Five Great New Takes on the Old Fashioned That Won’t Offend Your Father
Simple alterations with coffee, honey, rum, salt or even curry can transform a classic cocktail
No matter the when. What everyone is celebrating is the ideal cocktail, one that is simple to make and modify while keeping the booze element front and center.
Per Robert Simonson’s excellent 2014 cocktail tome The Old-Fashioned: The Story of the World’s First Classic Cocktail with Recipes and Lore, the Old Fashioned has led a fascinating, tortured history: Civil War-era roots (Union soldiers received “Whiskey Cocktail” provisions), a fruity downfall mid-century (Simonson dubs this “sacchariferous window dressing”), and a modern rebirth (aka “The Mad Men Effect”).
I drink probably two variations on an Old Fashioned every week. The classic recipe — bourbon, sugar cube or simple syrup, bitters, big ice cube, stir — is the lazy home bartender’s best friend. But alter or add one ingredient, and you have a whole new experience.
In lieu of overly redefining what works, the recipes and ideas below are simply Old Fashioneds I’ve enjoyed in 2020, including possibly my new favorite (which adds one crucial element).
The best new take: True Northwest Old Fashioned
- 2 oz Westward American Single Malt
- .25 oz Jacobsen’s Bee Local Honey
- 1 pinch Jacobsen’s Sea Salt
- .5 dropper Portland Bitters Company Aromatic Bitters
Portland’s Westward team recently teamed up with some local neighbors to craft an exceptional OF variation. The key here is the salt. Jacobsen extracts their spice from oyster beds within Oregon’s Netarts Bay. Add in an artisanal honey and some organic bitters, and you have a cocktail that offers a different sweetness and a touch of salinity (basically, it’s the “chunky chocolate chip cookies with sea salt” of Old Fashioneds).

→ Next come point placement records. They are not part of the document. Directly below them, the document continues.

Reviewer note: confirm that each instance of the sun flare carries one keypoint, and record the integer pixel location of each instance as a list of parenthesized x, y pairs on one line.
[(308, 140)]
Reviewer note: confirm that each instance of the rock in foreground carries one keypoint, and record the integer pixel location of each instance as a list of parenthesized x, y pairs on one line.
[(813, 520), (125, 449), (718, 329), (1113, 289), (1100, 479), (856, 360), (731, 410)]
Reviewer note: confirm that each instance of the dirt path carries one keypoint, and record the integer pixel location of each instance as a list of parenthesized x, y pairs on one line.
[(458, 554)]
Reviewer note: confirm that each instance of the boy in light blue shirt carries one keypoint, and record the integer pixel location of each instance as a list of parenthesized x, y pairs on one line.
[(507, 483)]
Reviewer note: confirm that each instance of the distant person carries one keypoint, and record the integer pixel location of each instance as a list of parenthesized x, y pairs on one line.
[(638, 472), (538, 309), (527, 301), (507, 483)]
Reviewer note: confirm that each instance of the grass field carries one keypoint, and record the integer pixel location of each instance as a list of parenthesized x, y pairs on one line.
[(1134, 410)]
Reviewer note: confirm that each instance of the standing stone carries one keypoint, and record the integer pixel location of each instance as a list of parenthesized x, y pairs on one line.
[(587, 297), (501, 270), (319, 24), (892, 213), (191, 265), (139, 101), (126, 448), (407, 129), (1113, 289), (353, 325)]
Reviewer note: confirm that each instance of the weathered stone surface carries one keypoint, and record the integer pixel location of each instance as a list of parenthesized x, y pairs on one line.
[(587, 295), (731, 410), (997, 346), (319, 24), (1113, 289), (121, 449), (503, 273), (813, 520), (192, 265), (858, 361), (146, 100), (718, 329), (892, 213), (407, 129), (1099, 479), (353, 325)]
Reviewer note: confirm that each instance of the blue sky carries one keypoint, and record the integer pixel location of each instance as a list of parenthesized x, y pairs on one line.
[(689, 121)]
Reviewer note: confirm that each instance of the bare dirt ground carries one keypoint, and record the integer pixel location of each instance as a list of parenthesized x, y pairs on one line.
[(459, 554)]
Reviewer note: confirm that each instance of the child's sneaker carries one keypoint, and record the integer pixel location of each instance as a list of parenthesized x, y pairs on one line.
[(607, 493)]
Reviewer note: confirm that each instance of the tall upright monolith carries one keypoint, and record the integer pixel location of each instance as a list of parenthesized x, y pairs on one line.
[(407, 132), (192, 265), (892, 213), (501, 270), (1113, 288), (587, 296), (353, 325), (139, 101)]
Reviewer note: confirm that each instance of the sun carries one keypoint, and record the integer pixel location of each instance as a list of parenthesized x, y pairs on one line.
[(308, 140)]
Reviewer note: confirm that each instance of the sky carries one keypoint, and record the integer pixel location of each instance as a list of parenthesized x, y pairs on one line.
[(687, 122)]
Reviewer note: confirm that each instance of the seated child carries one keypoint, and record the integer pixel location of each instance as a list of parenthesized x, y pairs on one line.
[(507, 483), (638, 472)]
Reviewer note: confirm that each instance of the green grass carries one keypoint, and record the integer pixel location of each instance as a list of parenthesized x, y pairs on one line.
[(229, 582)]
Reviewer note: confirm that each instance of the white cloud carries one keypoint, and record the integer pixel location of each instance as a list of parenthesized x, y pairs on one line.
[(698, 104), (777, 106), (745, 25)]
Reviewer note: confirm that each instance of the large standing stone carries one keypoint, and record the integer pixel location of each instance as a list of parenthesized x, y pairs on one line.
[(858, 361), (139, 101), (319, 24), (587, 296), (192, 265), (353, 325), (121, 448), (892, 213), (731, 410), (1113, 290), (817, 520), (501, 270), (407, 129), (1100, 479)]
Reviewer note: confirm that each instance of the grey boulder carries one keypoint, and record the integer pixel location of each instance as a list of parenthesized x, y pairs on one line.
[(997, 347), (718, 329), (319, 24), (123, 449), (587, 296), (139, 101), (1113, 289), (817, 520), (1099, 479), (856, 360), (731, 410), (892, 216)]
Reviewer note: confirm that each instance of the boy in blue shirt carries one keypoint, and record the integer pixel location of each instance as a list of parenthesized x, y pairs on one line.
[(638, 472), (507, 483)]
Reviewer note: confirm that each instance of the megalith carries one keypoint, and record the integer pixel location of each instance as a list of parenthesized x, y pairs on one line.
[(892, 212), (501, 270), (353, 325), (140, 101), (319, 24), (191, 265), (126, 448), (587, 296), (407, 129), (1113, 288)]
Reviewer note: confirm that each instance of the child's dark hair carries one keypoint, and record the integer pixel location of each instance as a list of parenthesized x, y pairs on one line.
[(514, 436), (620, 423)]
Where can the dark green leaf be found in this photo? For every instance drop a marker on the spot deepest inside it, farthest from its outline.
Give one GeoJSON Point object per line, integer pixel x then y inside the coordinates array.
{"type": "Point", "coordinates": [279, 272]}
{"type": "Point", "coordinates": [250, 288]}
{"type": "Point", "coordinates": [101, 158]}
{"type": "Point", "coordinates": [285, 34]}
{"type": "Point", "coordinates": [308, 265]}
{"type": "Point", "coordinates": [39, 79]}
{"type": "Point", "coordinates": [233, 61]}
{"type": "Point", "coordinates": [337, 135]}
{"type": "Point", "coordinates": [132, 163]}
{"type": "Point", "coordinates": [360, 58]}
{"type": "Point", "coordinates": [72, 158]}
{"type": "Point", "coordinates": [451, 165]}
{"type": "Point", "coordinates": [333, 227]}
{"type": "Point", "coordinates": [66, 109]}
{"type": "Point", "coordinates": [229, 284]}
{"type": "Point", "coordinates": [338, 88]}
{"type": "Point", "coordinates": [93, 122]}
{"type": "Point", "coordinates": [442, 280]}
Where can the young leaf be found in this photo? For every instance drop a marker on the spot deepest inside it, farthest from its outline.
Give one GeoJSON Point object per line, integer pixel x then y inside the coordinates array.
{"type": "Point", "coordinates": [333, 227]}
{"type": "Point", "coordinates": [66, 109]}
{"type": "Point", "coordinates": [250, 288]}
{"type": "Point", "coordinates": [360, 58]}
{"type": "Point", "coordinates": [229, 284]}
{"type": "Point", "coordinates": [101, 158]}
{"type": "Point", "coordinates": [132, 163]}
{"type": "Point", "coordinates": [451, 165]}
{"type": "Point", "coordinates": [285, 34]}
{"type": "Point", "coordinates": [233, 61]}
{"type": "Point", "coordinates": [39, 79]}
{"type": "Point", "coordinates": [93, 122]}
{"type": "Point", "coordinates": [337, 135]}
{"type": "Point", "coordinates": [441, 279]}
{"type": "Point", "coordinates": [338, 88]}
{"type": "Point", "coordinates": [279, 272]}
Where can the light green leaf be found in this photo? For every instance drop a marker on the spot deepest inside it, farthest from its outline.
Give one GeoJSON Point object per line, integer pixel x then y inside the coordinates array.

A buzzy brunch alternative: The Cold Fashioned
- 1.5 oz Mr Black
- 1 oz. rye whiskey
- 1 dash orange bitters
You can up that rye to 1.5 oz. if you want, but the good thing about Mr Black is that it adds coffee notes while also accounting for the sweetness, plus has a nice little kick of its own. And you can radically change this simple variation by using the brand’s new Single Origin release, which adds some dried fruit notes.
Your cheat: High West Barrel-Finished Cocktails
Just launched, Utah’s distillery just released new bottled variations of both the Old Fashioned and a Manhattan. Yes, the drink is easy to make, but if you can get ’em pre-batched in a large format for about $4/cocktail, having someone else do is worth it. High West utilizes both bourbon and rye in their recipe, and then rests the cocktail in second-use rye whiskey barrels. The result isn’t overly sweet — the rye elements nicely cut down on that — with a modest hint of orange zest.
Back-up batch plan: Santa Teresa has put together a few interesting cocktail kits that sub in its 1796 rum for whiskey. The results are a Trinidadian take that adds notes of chipotle, curry powder and chai, and a deliciously smooth coffee/chocolate-y variation where all sale proceeds go to BEAP (Bartender Emergency Assistance Program).
Your “remembering summer” sipper: The Smoked Old Fashioned
- 2 parts Longbranch
- 0.5 parts sherry
- 0.25 parts sugar syrup
- 5 drops bitters
Stir ingredients over ice, then strain in a smoking decanter. smoke with wood chips of your choice, swirling to incorporate smoke. Pour into Old Fashioned glass over ice block.
Our appreciation of Longbranch (a Wild Turkey release) grew this summer — it was just a whiskey that felt right on hotter days. This smoked variation and the dry notes of the sherry give this one a campfire feel.
Your winter alternative: Cincoro Spiced Old Fashioned
- 2 oz Cincoro Reposado
- .5 oz spiced syrup *
- 2 dashes orange bitters
- Orange twist
Build in mixing glass. Add ice, stir, strain into ice-filled rocks glass. Garnish with a twist.
The spiced syrup:
- 1 cup brown sugar
- 1 cup water
- 4 cinnamon sticks
- 4-5 cloves
- 1 vanilla bean pod.
Add all into a small saucepan. Bring to a boil, covered; then let simmer on low heat for 30 minutes and cool for at least an hour.
This is how I described Cincoro’s reposado last year: “Aged in used whiskey barrels 8-10 months in an underground cave, the angel share is about half what you’d normally have … I usually find reposados to be lacking character, but not here. On the nose, you’ll get mocha, caramel and vanilla, plus a bit of creme brûlée. On the palate, it’s chocolate and cinnamon.”
Think that wouldn’t work well in an Old Fashioned?